Film Review: The Festival – 7/10

‘The only person that will ever love me just saw me drink mud…’

Movie Review: The Festival - Writebase

Festivals aye. What a time to be alive. Leeds. Tramlines. V Fest. Bingley. Bearded Theory. 2Q. Y Not. These aren’t the last words of a man struck down with a brain eating illness, but rather a list of all the festivals I have attended since arriving at Temple Newsam, a smile on my face and a song in my heart, for Leeds Festival 2002. I say again. What a time to be alive.

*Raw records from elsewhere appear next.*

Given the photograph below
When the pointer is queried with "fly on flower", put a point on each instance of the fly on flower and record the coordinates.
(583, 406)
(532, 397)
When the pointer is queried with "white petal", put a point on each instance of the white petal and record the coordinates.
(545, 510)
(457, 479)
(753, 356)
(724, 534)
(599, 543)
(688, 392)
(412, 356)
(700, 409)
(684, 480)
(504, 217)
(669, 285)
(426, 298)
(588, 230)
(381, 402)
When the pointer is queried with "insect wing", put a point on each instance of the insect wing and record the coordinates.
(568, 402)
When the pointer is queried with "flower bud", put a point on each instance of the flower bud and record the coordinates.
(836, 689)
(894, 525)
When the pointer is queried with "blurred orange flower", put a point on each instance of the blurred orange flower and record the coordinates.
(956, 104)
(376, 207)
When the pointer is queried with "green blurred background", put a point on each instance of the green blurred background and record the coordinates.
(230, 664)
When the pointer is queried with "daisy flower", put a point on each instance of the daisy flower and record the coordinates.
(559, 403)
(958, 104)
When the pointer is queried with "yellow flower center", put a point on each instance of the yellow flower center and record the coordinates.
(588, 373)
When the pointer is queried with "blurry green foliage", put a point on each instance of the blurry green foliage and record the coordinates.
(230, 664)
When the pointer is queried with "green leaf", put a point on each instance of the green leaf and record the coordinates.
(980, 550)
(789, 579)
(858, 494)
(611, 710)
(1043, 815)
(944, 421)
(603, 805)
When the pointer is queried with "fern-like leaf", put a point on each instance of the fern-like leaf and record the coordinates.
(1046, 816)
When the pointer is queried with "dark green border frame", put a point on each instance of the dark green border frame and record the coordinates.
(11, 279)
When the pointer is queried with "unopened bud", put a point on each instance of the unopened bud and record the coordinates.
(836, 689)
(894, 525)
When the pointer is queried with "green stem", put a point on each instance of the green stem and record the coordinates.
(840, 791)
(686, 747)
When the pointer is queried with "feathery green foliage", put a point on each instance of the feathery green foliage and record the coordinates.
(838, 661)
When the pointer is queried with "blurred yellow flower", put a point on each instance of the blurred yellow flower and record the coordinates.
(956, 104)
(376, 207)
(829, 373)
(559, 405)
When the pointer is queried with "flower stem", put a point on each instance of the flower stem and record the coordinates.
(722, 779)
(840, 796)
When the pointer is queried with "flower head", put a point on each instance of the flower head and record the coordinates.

Those Leeds Fest glory years are behind me, other than a brief but wonderful return in August 2017, but I still try to get to as many festivals as I can, albeit in a way that is much more grown up and organised these days. I don’t run out of toilet paper anymore. I don’t only eat Pringles. I am experienced enough to know what to expect from your average British music festival. It’s rare you see the festival experience captured on the big screen, perhaps because the ramshackle nature of it is so difficult to recreate. The Festival does a pretty decent job of doing just that.

As with every character played by Joe Thomas, Nick is a down-on-his-luck loser who has a terrible time with women – in this case, his soon-to-be ex girlfriend Caitlin (Hannah Tointon). After embarrassing himself during graduation, Nick is persuaded by his best friend Shane (Hammed Animashaun) that attending a festival is the best way to regroup and move forward.

So, does The Festival capture the erratic decadence that runs through your average music festival? Actually, yeah, I’d say it mostly does. It’s not quite as down and dirty, but it does showcase the highs and lows of leaving a very important part of your brain somewhere. In a field. In Hampshire. It doesn’t really capture the musical side of things, but then, that’s not why we are here. No. You watch Joe Thomas to watch him succumb to humiliation. And there is plenty of that going on here.

Throw in a supporting cast that features Nick Frost, Jemaine Clement, Noel Fielding and even Jason Williamson from Sleaford Mods, and you are left with an incredibly watchable, if a little vacuous, rendering of life at a festival. By a twist of fate, I was actually at the festival that provides the backdrop for this movie (the aforementioned Leeds Fest 2017), and it is comforting to know that as I was getting into my own tangled web of poor decisions, Joe Thomas was also in the vicinity, dancing around in his underwear. It’s a funny old world.

The Festival won’t win any awards, but it does a good job in bringing the world of music festivals to life whilst also providing a few laughs along the way. A perfectly fine movie.